Pre-Exit Planning – A Summary Guide for Family Company Shareholders

retired couple relaxing on yachtMany thanks to John Buxton, of Kingsworth Associates in London, for this excellent, comprehensive contribution.
Family business owners are often so focused on making their business a success that any ideas not directly related to this goal are put on the backburner or ignored completely. Set out below are a number of issues which can and indeed should arise for consideration prior to embarking on a formal sale process.

Pre-Sale Grooming

It is instructive to address any possible so-called ‘grooming’ issues which can help to make the company more attractive to potential purchasers. There is no definitive or exhaustive list but issues which commonly fall for consideration include:
Management: the nature and quality of second tier management, in particular whether it is of sufficient quality that will allow selling shareholders to walk away and enjoy a clean exit.
It is also very important to anticipate how the management team may react once they learn of plans to sell the Company, especially if they might wish to propose a management buy-out. Vendors and, indeed, the eventual purchaser will need to consider how to reassure and possibly incentivise the management team in order to avoid future disaffection.
Administration: ensuring that a company’s statutory and tax affairs are in order.
Accounts: issues which typically arise include whether the accounting policies are in line with generally accepted practice; whether there any excessive provisions which could be released; and whether there are any excessive costs or non-commercial expenditure (including so-called “lifestyle” costs) which a purchaser would not wish to carry going forward. It might also be appropriate, if a formal disposal process is anticipated to be some way off, to review rather more sensitive areas such as marketing budgets and staffing levels.
Pensions: whether, in the event that the company has a pension scheme, there is a deficit or there are onerous post-retirement obligations
Restrictive articles of association: whether there are restrictive conditions attaching to any share sales, such as pre-emption rights.
Intellectual Property: whether the company owns patents, trademarks and other IP and has taken appropriate steps to protect them.
Existing contracts: whether there would be any problems in relation to contracts with third parties in the event of a change of ownership of the company’s shares. Indeed, are there written contracts in place with principal customers and suppliers.
Litigation: whether there is any threat of pending litigation, for example, from former employees/directors, and whether any provision has been made for such contingencies.
Taxation: whether the shareholders have implemented beneficial tax-planning measures, and whether they will qualify for existing statutory reliefs, an obvious example being Entrepreneurs’ Relief.
Staff communication: whether due consideration has been given to what should be disclosed to staff, how and at what stage in the process, in order to avoid damaging staff morale.

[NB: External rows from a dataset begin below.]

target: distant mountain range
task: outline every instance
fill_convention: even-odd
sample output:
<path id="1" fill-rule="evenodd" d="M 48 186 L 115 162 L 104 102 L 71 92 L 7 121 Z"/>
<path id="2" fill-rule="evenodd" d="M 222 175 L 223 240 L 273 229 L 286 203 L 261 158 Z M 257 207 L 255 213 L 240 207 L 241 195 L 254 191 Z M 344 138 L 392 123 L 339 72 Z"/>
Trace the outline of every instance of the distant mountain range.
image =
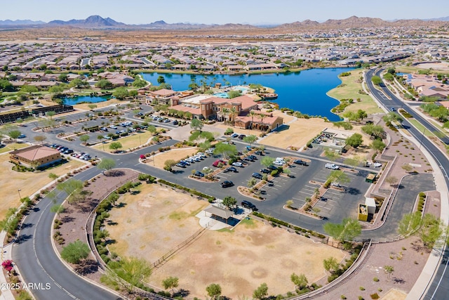
<path id="1" fill-rule="evenodd" d="M 144 25 L 128 25 L 115 21 L 110 18 L 103 18 L 100 15 L 91 15 L 85 20 L 69 20 L 63 21 L 55 20 L 46 23 L 42 21 L 32 21 L 30 20 L 0 20 L 0 26 L 7 27 L 55 27 L 67 26 L 73 27 L 90 29 L 211 29 L 211 30 L 255 30 L 258 28 L 270 28 L 279 30 L 301 30 L 301 29 L 325 29 L 325 28 L 351 28 L 351 27 L 400 27 L 400 26 L 426 26 L 431 23 L 449 22 L 449 17 L 429 20 L 396 20 L 386 21 L 377 18 L 358 18 L 352 16 L 343 20 L 329 19 L 326 22 L 319 22 L 311 20 L 302 22 L 294 22 L 279 25 L 251 25 L 242 24 L 206 25 L 191 23 L 169 24 L 163 20 L 159 20 Z"/>
<path id="2" fill-rule="evenodd" d="M 0 20 L 0 26 L 10 25 L 34 25 L 40 24 L 46 24 L 42 21 L 32 21 L 31 20 Z"/>

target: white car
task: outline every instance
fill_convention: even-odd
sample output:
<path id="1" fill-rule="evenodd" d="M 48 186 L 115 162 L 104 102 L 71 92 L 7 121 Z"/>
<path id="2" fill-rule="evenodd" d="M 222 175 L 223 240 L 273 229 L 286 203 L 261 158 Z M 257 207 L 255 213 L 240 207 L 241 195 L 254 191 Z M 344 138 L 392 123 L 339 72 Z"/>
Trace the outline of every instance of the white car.
<path id="1" fill-rule="evenodd" d="M 276 166 L 283 166 L 285 162 L 282 162 L 281 160 L 275 160 L 274 162 L 273 162 L 273 164 L 275 164 Z"/>

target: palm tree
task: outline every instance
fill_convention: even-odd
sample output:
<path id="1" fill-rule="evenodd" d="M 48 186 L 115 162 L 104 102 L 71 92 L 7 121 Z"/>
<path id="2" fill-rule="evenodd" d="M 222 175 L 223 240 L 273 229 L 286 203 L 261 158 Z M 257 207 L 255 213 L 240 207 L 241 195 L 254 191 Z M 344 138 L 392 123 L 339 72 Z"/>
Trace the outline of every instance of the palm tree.
<path id="1" fill-rule="evenodd" d="M 254 123 L 254 117 L 255 117 L 257 114 L 255 113 L 254 110 L 251 110 L 250 112 L 250 116 L 251 116 L 251 129 L 253 129 L 253 124 Z"/>
<path id="2" fill-rule="evenodd" d="M 227 112 L 230 112 L 229 109 L 229 108 L 227 108 L 227 107 L 224 107 L 224 108 L 223 108 L 223 109 L 222 110 L 222 112 L 223 113 L 223 115 L 224 116 L 224 121 L 223 121 L 224 123 L 226 123 L 226 113 L 227 113 Z"/>
<path id="3" fill-rule="evenodd" d="M 232 125 L 234 124 L 236 122 L 236 116 L 237 115 L 237 110 L 235 106 L 233 106 L 231 108 L 231 112 L 229 112 L 229 119 L 232 121 Z"/>
<path id="4" fill-rule="evenodd" d="M 264 131 L 264 118 L 265 117 L 265 115 L 264 114 L 259 114 L 257 115 L 257 117 L 260 119 L 260 131 Z"/>

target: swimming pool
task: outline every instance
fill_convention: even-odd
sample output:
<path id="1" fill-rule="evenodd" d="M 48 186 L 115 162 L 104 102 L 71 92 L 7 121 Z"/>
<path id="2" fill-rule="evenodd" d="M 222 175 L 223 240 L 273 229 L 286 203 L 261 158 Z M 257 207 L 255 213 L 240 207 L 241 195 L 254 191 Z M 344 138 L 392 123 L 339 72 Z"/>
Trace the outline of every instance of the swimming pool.
<path id="1" fill-rule="evenodd" d="M 224 92 L 214 93 L 213 96 L 218 98 L 229 98 L 227 93 L 224 93 Z"/>

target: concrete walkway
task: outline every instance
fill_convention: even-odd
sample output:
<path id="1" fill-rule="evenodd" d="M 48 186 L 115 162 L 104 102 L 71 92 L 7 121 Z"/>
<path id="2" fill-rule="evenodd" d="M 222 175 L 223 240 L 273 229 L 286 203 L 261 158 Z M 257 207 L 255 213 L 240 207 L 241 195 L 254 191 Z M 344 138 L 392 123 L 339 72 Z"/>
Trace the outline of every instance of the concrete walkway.
<path id="1" fill-rule="evenodd" d="M 11 248 L 12 244 L 9 244 L 6 247 L 3 247 L 3 241 L 5 240 L 6 237 L 6 233 L 5 231 L 0 232 L 0 241 L 1 241 L 2 247 L 0 247 L 0 260 L 3 262 L 6 259 L 11 259 Z M 7 282 L 6 278 L 3 273 L 0 272 L 0 282 Z M 1 289 L 1 294 L 0 294 L 0 300 L 14 300 L 14 295 L 11 289 Z"/>

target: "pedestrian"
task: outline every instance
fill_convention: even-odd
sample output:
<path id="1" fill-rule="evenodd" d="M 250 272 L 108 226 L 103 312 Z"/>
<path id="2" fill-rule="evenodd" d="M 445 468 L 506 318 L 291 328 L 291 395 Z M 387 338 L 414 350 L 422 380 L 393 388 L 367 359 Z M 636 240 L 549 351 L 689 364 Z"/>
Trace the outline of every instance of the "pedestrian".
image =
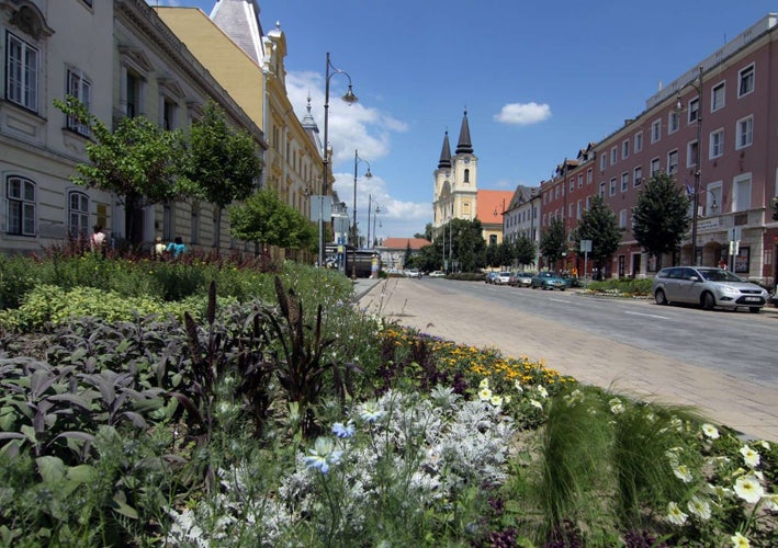
<path id="1" fill-rule="evenodd" d="M 154 242 L 154 248 L 151 248 L 151 254 L 155 259 L 162 259 L 165 255 L 166 246 L 162 242 L 162 237 L 158 236 Z"/>
<path id="2" fill-rule="evenodd" d="M 94 225 L 92 227 L 92 236 L 89 238 L 89 247 L 92 253 L 99 253 L 100 255 L 105 255 L 105 232 L 103 232 L 103 227 L 101 225 Z"/>
<path id="3" fill-rule="evenodd" d="M 183 244 L 183 240 L 180 236 L 177 236 L 173 241 L 168 243 L 167 252 L 170 253 L 170 256 L 172 256 L 173 259 L 178 259 L 180 255 L 187 252 L 187 247 Z"/>

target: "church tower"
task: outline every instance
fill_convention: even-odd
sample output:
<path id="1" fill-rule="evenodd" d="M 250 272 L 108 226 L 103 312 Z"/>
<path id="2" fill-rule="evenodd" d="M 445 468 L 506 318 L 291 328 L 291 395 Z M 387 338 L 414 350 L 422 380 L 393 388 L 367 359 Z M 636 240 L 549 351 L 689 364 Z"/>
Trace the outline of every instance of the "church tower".
<path id="1" fill-rule="evenodd" d="M 467 111 L 464 111 L 454 156 L 451 156 L 449 133 L 443 137 L 438 169 L 435 170 L 432 228 L 447 225 L 452 218 L 472 220 L 476 217 L 477 163 L 470 138 Z"/>

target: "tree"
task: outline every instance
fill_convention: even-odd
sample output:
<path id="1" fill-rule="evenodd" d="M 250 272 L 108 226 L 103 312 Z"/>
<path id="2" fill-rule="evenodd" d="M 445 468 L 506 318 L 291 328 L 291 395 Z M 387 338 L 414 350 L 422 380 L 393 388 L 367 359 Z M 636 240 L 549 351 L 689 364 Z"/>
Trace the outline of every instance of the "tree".
<path id="1" fill-rule="evenodd" d="M 166 130 L 143 116 L 125 117 L 116 129 L 109 127 L 72 96 L 54 105 L 89 128 L 89 163 L 79 163 L 70 180 L 86 187 L 115 194 L 125 209 L 125 233 L 131 243 L 140 243 L 140 208 L 182 197 L 187 189 L 178 180 L 182 135 Z"/>
<path id="2" fill-rule="evenodd" d="M 516 259 L 521 265 L 534 264 L 534 258 L 538 254 L 538 247 L 529 236 L 521 235 L 514 244 Z"/>
<path id="3" fill-rule="evenodd" d="M 638 194 L 632 235 L 649 256 L 673 252 L 689 230 L 689 198 L 666 173 L 657 173 Z"/>
<path id="4" fill-rule="evenodd" d="M 540 252 L 545 258 L 546 266 L 555 266 L 562 259 L 562 253 L 567 252 L 564 221 L 555 218 L 540 236 Z"/>
<path id="5" fill-rule="evenodd" d="M 181 160 L 181 184 L 188 193 L 217 207 L 218 241 L 222 210 L 255 190 L 262 169 L 256 142 L 247 130 L 229 127 L 224 111 L 208 101 L 203 117 L 192 125 Z"/>
<path id="6" fill-rule="evenodd" d="M 315 249 L 318 231 L 303 214 L 284 204 L 270 189 L 228 207 L 230 233 L 239 240 L 290 249 Z"/>
<path id="7" fill-rule="evenodd" d="M 602 196 L 595 196 L 590 207 L 580 216 L 580 222 L 575 231 L 575 247 L 580 249 L 580 240 L 591 240 L 589 256 L 595 266 L 602 272 L 619 249 L 622 233 L 616 214 L 606 205 Z"/>

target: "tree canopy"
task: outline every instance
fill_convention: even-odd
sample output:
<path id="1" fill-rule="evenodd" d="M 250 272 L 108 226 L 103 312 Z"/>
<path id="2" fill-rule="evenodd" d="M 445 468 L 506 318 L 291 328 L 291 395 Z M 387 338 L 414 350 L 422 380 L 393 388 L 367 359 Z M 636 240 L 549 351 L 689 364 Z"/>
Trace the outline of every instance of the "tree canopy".
<path id="1" fill-rule="evenodd" d="M 262 189 L 245 203 L 228 207 L 230 233 L 239 240 L 290 249 L 315 249 L 317 229 L 275 192 Z"/>
<path id="2" fill-rule="evenodd" d="M 650 256 L 673 252 L 689 230 L 689 198 L 666 173 L 656 173 L 638 193 L 632 233 Z"/>
<path id="3" fill-rule="evenodd" d="M 580 249 L 580 240 L 591 240 L 589 256 L 597 267 L 602 269 L 619 249 L 622 235 L 616 214 L 606 205 L 602 196 L 595 196 L 589 208 L 580 216 L 575 231 L 576 249 Z"/>

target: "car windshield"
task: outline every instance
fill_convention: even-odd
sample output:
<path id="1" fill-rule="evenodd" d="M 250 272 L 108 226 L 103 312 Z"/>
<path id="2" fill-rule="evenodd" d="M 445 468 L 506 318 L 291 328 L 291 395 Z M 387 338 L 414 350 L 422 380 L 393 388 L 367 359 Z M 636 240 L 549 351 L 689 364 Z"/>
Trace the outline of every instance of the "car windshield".
<path id="1" fill-rule="evenodd" d="M 744 282 L 743 278 L 725 270 L 700 271 L 700 274 L 709 282 Z"/>

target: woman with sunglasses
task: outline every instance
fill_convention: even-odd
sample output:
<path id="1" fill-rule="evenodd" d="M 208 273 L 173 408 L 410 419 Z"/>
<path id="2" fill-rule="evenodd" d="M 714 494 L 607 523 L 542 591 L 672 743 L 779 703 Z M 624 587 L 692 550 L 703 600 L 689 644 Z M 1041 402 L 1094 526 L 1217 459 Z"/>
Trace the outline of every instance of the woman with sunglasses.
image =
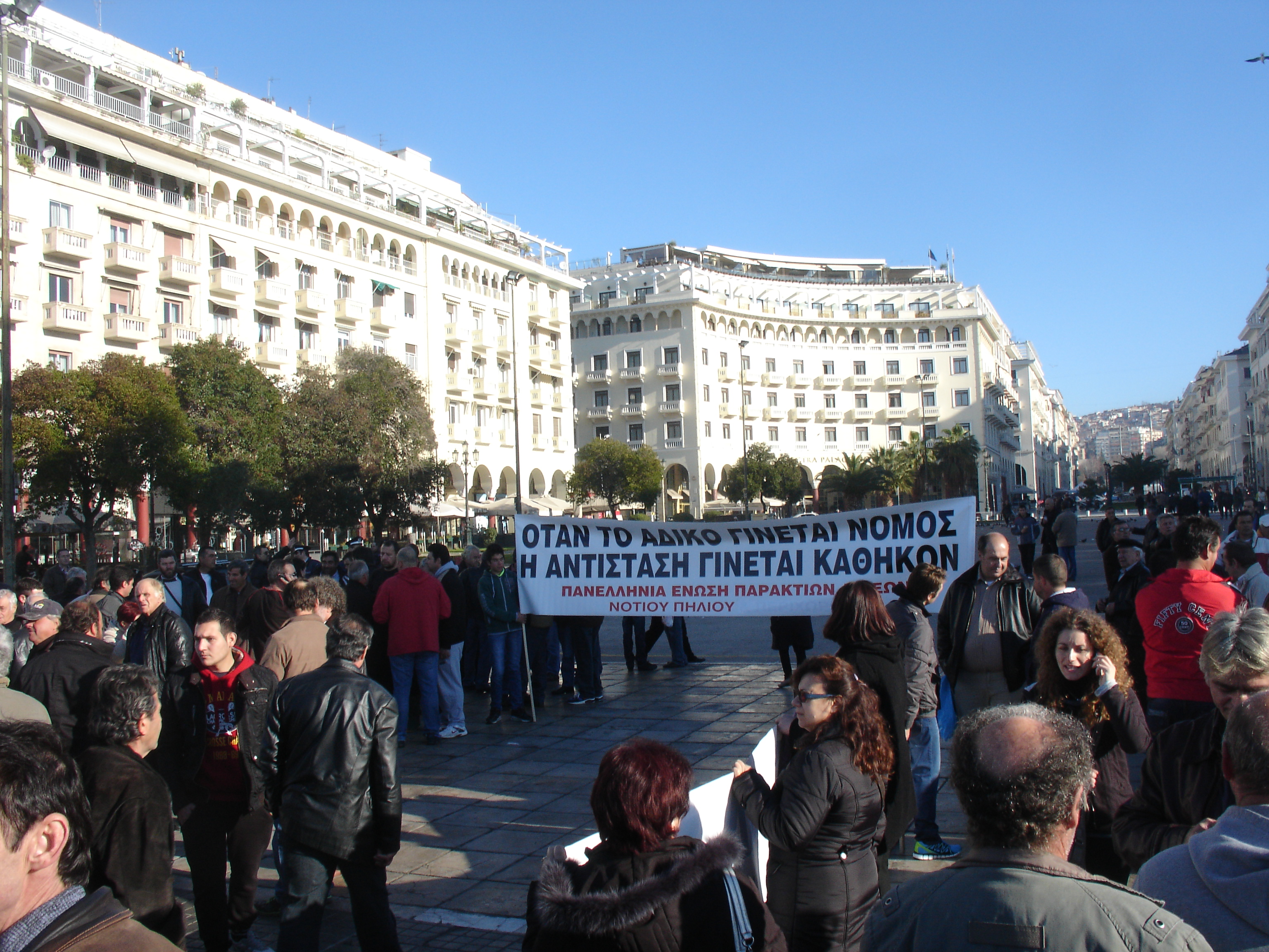
<path id="1" fill-rule="evenodd" d="M 907 671 L 904 642 L 895 621 L 871 581 L 853 581 L 838 589 L 824 637 L 841 645 L 838 658 L 849 661 L 859 680 L 877 692 L 895 749 L 895 769 L 886 784 L 886 843 L 877 850 L 877 881 L 890 890 L 890 850 L 916 816 L 916 786 L 907 749 Z"/>
<path id="2" fill-rule="evenodd" d="M 797 720 L 797 736 L 791 736 Z M 857 949 L 877 901 L 877 840 L 893 764 L 877 696 L 839 658 L 793 673 L 774 787 L 736 762 L 731 796 L 770 845 L 766 905 L 791 952 Z"/>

Structure of The Transaction

Prior to embarking on a formal disposal process, it is necessary to consider and agree shareholders’ preferences as the structure of any eventual transaction. In the overwhelming majority of cases, private company shareholders will elect to pursue a share sale rather than an asset sale, whereas purchasers usually prefer to acquire assets instead of shares. The principal advantages to sellers of undertaking a share sale revolve around the relinquishment of liabilities and a simpler, more beneficial tax treatment, thus they comprise vast majority of family company sales, barring exceptional reasons for pursuing an asset sale.

Valuation

It is of course axiomatic that every company is worth what someone will pay for it, and that will be different amounts to different purchasers. Thus, notwithstanding any initial theoretical thoughts, clearly the real test as to the valuation range which purchasers are prepared to pay will only become apparent once a marketing exercise has been undertaken and initial, indicative responses have been received.
However, it is very important to discuss and agree with an adviser what would constitute a minimum “walk away” price before undertaking a formal sale process so that shareholders’ expectations can be properly managed.